Yay! Congratulations! I'd repost in South East if I were you ... there may well be some Oxfordshire folk who can help. Have also Pm'd you


----------



## angelish (28 July 2015)

thank you !
have replied , honestly lol ! i didn't do geography at school all them years ago don't know my east from my west


----------



## Mrs B (28 July 2015)

angelish said:



			thank you !
have replied , honestly lol ! i didn't do geography at school all them years ago don't know my east from my west
		
Click to expand...

No worries and I hope you find some stables 

Anyway: nothing like the mini that pulled up by me at some traffic lights a few years ago ... I glanced across at the lady driving, then noticed a Post-It note on her steering wheel: it read 'Indicators.
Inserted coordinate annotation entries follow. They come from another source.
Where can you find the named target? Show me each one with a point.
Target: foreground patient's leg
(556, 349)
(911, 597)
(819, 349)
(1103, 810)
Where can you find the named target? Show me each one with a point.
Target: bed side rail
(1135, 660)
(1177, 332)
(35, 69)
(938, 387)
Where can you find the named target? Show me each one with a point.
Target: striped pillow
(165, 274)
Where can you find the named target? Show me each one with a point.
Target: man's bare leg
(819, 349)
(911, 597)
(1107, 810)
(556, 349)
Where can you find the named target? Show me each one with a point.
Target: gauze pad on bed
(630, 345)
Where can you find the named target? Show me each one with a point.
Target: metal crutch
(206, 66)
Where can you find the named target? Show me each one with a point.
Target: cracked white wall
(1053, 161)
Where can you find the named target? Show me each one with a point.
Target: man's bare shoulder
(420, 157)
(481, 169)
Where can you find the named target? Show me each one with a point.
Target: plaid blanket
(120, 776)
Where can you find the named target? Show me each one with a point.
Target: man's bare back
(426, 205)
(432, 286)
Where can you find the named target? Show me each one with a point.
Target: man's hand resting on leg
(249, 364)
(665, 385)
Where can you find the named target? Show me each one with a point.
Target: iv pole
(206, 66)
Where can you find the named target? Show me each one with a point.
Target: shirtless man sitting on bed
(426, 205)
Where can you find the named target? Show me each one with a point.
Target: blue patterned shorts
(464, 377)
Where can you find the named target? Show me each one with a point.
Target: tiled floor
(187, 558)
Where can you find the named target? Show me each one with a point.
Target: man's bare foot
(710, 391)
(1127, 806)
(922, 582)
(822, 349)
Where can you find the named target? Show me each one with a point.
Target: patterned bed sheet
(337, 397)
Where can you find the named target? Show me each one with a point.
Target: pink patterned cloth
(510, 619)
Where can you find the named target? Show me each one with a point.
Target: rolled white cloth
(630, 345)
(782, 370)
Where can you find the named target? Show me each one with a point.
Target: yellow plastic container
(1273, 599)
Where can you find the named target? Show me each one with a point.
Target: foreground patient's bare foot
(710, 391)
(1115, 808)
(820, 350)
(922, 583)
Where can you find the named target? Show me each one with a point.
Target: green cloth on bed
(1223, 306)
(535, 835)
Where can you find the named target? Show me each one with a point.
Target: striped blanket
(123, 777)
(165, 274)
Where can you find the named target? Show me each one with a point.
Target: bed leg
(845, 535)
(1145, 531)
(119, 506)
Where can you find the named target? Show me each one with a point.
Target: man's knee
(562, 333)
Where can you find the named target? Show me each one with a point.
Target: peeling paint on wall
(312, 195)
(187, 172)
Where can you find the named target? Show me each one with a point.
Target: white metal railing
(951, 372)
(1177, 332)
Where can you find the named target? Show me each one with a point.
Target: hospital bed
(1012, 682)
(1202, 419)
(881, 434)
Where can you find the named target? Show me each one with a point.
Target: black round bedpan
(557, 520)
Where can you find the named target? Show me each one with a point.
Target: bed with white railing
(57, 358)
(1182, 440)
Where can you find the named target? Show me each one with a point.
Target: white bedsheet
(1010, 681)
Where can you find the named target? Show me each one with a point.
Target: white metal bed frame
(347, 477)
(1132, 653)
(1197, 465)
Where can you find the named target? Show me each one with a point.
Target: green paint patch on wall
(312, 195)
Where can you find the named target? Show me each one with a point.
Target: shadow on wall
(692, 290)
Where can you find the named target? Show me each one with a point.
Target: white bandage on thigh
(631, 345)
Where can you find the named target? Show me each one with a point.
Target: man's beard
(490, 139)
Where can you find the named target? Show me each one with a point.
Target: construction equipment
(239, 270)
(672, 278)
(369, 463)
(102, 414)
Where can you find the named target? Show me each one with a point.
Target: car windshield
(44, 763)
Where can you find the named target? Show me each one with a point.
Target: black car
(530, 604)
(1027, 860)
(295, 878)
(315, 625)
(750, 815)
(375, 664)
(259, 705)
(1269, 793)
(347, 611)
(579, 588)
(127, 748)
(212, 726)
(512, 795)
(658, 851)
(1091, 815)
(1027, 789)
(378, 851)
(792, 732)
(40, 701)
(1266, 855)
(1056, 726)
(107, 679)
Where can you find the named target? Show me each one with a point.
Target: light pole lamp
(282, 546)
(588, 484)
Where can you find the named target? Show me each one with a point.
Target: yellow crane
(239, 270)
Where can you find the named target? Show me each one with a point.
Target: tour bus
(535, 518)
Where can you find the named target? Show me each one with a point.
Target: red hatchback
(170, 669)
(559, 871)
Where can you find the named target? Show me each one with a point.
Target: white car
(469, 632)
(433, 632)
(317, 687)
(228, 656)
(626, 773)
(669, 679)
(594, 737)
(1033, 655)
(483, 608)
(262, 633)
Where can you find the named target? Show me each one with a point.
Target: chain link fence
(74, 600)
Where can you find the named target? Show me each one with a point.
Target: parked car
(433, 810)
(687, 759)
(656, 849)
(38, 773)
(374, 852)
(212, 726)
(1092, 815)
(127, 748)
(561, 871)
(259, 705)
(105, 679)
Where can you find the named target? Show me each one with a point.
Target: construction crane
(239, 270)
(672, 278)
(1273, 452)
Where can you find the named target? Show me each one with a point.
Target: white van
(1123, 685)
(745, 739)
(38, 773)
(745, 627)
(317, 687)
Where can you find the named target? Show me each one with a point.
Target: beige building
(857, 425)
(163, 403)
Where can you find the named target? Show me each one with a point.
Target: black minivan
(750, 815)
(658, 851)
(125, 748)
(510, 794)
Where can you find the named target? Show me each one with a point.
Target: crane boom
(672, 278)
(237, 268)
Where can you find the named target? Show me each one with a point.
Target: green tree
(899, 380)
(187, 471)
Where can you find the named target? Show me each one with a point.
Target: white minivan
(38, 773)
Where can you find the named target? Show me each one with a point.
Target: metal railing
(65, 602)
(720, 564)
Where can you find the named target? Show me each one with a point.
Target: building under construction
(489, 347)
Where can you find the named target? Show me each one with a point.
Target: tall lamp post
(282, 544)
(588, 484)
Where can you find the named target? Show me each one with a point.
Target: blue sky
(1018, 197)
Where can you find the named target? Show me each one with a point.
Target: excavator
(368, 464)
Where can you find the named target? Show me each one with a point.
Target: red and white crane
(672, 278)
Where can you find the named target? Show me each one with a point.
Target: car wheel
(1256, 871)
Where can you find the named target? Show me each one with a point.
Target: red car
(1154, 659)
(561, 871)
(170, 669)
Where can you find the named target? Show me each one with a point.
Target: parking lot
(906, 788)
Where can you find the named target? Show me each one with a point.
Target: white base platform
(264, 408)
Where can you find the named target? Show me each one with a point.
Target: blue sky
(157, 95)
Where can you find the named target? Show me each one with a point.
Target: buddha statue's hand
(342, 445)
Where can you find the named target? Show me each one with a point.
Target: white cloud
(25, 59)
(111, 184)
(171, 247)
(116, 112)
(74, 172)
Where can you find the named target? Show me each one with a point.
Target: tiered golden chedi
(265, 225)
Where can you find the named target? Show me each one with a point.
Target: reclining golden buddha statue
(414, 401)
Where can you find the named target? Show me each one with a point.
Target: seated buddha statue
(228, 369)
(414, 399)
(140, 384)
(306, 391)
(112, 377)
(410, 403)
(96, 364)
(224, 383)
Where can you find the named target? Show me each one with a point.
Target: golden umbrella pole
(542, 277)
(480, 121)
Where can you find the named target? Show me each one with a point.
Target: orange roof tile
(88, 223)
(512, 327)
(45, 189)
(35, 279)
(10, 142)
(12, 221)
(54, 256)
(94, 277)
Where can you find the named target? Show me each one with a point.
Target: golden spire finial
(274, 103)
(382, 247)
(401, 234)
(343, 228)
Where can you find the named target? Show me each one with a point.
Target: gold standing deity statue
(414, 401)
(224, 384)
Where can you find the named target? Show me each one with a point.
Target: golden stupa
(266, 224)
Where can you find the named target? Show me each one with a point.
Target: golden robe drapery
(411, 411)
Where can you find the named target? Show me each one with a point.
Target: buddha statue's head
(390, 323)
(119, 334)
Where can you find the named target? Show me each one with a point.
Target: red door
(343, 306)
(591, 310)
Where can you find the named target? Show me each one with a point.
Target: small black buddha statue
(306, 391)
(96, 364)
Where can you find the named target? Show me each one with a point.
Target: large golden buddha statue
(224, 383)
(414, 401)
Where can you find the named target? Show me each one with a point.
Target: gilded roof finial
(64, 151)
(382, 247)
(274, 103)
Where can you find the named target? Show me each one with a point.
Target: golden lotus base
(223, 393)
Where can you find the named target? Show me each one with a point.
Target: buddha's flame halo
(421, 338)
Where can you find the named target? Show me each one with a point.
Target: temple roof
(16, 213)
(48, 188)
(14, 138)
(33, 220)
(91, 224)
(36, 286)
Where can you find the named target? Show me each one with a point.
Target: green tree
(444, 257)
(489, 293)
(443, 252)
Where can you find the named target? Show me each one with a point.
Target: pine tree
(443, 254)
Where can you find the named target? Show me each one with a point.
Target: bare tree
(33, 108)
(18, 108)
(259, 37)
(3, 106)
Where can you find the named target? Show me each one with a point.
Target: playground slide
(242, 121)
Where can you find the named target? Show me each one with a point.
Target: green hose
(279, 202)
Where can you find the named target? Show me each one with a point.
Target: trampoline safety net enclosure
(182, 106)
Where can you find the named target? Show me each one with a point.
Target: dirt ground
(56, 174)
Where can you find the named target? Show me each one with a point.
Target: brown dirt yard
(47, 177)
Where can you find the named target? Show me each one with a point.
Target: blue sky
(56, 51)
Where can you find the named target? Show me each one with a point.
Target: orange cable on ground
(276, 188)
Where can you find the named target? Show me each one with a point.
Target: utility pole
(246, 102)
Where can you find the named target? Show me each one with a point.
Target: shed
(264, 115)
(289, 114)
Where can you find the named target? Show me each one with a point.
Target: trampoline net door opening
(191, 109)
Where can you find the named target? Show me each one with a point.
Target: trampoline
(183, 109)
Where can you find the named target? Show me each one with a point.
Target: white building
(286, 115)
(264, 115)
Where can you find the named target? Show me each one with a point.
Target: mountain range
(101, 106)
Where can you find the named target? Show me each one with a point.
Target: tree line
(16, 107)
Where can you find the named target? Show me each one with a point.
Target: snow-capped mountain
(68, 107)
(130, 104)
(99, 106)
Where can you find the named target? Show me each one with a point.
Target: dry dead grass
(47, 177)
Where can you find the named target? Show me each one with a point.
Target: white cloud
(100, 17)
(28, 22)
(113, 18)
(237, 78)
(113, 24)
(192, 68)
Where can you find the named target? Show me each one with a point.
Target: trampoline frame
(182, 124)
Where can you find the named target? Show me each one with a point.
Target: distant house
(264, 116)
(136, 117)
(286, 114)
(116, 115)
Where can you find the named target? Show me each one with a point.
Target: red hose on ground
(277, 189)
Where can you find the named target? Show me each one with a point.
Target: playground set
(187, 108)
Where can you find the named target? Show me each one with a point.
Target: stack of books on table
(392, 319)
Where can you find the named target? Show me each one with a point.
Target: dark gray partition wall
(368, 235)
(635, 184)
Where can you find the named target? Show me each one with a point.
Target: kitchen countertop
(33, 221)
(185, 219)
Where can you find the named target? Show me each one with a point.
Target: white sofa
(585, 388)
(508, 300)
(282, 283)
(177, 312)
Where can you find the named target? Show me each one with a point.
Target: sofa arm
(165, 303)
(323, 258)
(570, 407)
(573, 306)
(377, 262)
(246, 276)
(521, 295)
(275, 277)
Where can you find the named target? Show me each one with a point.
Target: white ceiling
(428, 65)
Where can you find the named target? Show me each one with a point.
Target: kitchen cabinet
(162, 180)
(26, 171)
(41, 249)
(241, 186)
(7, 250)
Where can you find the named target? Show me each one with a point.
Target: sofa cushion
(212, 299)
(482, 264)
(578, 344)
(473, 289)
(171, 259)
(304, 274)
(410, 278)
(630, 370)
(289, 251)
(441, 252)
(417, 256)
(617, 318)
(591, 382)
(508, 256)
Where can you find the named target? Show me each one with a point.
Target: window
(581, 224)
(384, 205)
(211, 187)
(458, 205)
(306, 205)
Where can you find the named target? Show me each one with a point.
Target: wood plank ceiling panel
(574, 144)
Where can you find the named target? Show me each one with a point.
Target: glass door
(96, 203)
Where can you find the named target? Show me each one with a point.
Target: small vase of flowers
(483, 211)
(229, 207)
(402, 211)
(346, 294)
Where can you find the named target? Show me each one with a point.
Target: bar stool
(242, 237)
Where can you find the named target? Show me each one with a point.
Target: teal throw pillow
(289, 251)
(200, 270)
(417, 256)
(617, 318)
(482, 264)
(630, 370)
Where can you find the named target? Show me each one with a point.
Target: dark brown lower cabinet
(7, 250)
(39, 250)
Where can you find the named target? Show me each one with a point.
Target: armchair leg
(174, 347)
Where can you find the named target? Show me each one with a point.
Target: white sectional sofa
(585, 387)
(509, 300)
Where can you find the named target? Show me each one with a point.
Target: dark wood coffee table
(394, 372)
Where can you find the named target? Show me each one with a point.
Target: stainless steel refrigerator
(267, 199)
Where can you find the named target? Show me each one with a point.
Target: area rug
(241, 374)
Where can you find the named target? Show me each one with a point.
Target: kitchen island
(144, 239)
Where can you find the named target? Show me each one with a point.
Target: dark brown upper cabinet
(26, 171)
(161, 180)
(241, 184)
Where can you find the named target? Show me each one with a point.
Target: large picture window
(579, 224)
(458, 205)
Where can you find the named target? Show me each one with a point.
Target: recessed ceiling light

Down right, up left'


----------



## angelish (28 July 2015)

Haha that made me laugh , the friend I'm traveling with used to write her directions out the same then looked completely baffled when I asked what she would have done if the indicator stick was on the other side of the steering wheel  
It really is no wonder we end up driving round in circles , poor horses


----------



## spider (28 July 2015)

Someone was advertising stabling for this event on facebook. Try 
http://www.murcottlivery.co.uk


----------



## angelish (29 July 2015)

were sorted  can't wait now 
its been a major panic as we couldn't find stabling anywhere ! 
what a nightmare 
thank you all so much we are really looking forward to a visit down south now that we have somewhere to stay


----------



## Mrs B (29 July 2015)

angelish said:



			were sorted  can't wait now 
its been a major panic as we couldn't find stabling anywhere ! 
what a nightmare 
thank you all so much we are really looking forward to a visit down south now that we have somewhere to stay 

Click to expand...

Great news! Good luck and enjoy!


----------



## angelish (30 July 2015)

Thank you  
Looking at the entries we haven't a hope in hells chance of getting a ribbon but love a road trip and hopfully get a nice picture in front of the palace


----------